El derby de Scorsese
Por Salvador Gutiérrez Solís , 4 marzo, 2014
En un banquillo, Joe Pesci, bronco y evidente, corazón desnudo, acción/reacción, la evidencia de la adrenalina. En el otro, De Niro, la flema y el hígado, el vuelo del vampiro, maestro de camaleones. Qué suene la música y los espectadores garabateen las gradas con su entrega. Cánticos de guerra, en la última línea del horizonte se intuye Crimea.
En el primer suspiro, antes de que se repartieran todas las cartas, un esbirro de De Niro dispara. Un tiro certero, bien ejecutado. Un hombre cae al suelo con un boquete en la frente. Manual de instrucciones para ejércitos heridos: a un solo grito, todos a la guerra, todos, he dicho todos. Y todos van a la guerra con sus pinturas de guerra en las mejillas. Joe Pesci se venga a lo breve, sin celebraciones, nada que reír. Ya reirá en su segundo acierto. Parece un accidente, por su simpleza, por su delirio, pero es otro cadáver en el bando enemigo.

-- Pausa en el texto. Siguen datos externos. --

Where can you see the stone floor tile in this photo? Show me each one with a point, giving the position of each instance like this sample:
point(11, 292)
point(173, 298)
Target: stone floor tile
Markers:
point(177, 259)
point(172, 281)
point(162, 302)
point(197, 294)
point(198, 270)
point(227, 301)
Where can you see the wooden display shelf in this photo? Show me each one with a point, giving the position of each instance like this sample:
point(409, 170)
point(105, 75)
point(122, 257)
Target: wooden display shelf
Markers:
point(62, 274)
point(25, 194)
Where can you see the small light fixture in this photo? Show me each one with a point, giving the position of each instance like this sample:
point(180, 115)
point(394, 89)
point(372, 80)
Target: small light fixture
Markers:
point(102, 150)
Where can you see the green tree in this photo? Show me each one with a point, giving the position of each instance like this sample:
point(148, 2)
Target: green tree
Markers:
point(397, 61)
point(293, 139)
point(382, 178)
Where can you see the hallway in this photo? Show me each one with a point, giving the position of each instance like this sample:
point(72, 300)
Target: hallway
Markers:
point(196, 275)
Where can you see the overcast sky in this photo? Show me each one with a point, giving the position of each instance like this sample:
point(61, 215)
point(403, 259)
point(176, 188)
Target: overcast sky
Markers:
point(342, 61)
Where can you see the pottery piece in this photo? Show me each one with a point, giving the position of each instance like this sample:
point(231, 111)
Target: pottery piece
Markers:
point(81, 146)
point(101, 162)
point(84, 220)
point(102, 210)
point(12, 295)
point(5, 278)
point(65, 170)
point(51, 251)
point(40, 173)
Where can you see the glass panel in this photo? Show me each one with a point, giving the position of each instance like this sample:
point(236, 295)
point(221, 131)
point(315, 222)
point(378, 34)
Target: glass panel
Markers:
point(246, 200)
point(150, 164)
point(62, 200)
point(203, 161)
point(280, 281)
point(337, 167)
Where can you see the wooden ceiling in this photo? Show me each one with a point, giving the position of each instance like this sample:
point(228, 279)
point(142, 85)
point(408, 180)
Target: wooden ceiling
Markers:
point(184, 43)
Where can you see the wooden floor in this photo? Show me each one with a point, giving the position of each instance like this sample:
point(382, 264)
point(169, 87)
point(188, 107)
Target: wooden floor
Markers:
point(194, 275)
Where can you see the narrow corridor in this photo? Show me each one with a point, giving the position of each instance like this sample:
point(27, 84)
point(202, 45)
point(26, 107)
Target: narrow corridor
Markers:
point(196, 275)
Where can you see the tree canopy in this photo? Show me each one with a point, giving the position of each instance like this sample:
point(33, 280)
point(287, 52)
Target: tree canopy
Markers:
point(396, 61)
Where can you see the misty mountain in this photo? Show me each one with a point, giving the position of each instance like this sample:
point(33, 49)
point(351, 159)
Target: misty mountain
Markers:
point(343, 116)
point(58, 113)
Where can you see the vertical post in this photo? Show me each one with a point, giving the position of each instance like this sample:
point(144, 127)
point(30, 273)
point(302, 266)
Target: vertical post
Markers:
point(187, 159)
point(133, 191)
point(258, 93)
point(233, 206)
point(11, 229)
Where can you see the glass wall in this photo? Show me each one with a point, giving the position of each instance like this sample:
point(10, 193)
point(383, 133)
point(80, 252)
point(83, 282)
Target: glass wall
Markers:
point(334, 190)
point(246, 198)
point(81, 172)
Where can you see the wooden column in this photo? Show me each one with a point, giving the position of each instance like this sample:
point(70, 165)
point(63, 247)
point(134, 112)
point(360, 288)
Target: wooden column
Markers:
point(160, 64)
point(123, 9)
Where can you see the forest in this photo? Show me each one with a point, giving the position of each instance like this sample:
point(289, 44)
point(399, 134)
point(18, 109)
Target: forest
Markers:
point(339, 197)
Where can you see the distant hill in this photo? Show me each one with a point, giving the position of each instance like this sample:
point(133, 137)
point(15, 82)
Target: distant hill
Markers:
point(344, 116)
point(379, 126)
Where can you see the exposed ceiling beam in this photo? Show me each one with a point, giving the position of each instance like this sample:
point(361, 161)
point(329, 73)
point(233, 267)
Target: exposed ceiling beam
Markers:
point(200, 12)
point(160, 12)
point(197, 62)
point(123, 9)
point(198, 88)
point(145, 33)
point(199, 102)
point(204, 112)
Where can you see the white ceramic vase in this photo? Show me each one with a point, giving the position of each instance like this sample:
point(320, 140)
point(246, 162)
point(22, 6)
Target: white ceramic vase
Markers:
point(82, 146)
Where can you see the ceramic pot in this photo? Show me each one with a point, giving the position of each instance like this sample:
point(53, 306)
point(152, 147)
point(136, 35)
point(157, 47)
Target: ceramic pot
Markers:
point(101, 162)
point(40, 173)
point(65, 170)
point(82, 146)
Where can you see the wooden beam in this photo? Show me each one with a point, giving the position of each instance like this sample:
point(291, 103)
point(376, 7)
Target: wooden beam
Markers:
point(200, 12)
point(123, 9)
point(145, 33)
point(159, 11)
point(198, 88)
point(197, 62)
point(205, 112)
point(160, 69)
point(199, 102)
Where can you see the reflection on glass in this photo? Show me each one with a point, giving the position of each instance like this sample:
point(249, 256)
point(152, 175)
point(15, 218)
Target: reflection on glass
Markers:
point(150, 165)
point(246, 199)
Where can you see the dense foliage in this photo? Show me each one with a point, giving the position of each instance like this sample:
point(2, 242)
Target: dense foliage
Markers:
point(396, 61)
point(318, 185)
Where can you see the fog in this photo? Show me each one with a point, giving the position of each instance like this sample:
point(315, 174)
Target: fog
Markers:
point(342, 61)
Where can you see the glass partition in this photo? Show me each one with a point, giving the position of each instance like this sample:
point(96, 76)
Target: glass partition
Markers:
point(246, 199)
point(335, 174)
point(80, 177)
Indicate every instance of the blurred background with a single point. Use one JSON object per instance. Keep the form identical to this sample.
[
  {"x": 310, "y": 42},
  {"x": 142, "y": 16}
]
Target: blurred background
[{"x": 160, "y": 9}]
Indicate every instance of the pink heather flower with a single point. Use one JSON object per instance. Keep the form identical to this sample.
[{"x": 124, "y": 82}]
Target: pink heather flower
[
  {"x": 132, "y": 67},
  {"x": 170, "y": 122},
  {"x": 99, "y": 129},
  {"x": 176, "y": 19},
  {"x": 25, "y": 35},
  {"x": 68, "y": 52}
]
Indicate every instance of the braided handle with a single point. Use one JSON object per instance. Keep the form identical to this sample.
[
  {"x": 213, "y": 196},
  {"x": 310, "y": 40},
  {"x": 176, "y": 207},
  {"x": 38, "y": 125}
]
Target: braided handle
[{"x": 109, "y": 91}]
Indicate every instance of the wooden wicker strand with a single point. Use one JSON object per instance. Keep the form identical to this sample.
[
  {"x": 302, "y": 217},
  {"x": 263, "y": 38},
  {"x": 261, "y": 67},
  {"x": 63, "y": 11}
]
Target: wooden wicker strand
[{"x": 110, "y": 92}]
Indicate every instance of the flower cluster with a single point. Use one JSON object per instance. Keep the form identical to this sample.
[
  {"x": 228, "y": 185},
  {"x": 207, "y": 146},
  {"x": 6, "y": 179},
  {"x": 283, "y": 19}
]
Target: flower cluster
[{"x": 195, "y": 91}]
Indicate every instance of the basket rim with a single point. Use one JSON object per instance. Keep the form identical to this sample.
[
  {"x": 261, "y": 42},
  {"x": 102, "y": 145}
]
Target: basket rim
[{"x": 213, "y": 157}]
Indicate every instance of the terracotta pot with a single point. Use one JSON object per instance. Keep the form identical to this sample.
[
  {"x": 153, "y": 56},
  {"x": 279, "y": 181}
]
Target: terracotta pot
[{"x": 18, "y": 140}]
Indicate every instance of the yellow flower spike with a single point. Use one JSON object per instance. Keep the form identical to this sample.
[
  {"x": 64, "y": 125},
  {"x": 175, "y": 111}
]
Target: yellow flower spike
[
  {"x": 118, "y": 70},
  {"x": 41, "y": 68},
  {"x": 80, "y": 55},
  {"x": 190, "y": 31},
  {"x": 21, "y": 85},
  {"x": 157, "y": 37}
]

Ray Liotta arenga a sus compañeros de coche, los agarra de la pechera y los zarandea. Yo no he venido a perder el tiempo, les dice, y nadie se atreve a mover un músculo, más temerosos que obedientes. Mientras, siguen los golpes bajos en el callejón, en un plano secuencia que concluye cuando el vigilante de la guarida tiene un descuido y permite que el jefe de la banda rival se cuele hasta la cocina. Ray Liotta no perdona, solo necesita medio metro. La ley del más fuerte.
De Niro y Pesci se estrechan la mano tras tomar un trago con sabor a victoria. Ya pasó, todo está olvidado. El tren aguarda en la estación. Iremos hacia el Norte, un chivatazo de un banco escueto en vigilancia. Tiene buena pinta. El director nos dejará una llave bajo la mesa. Es uno de los nuestros.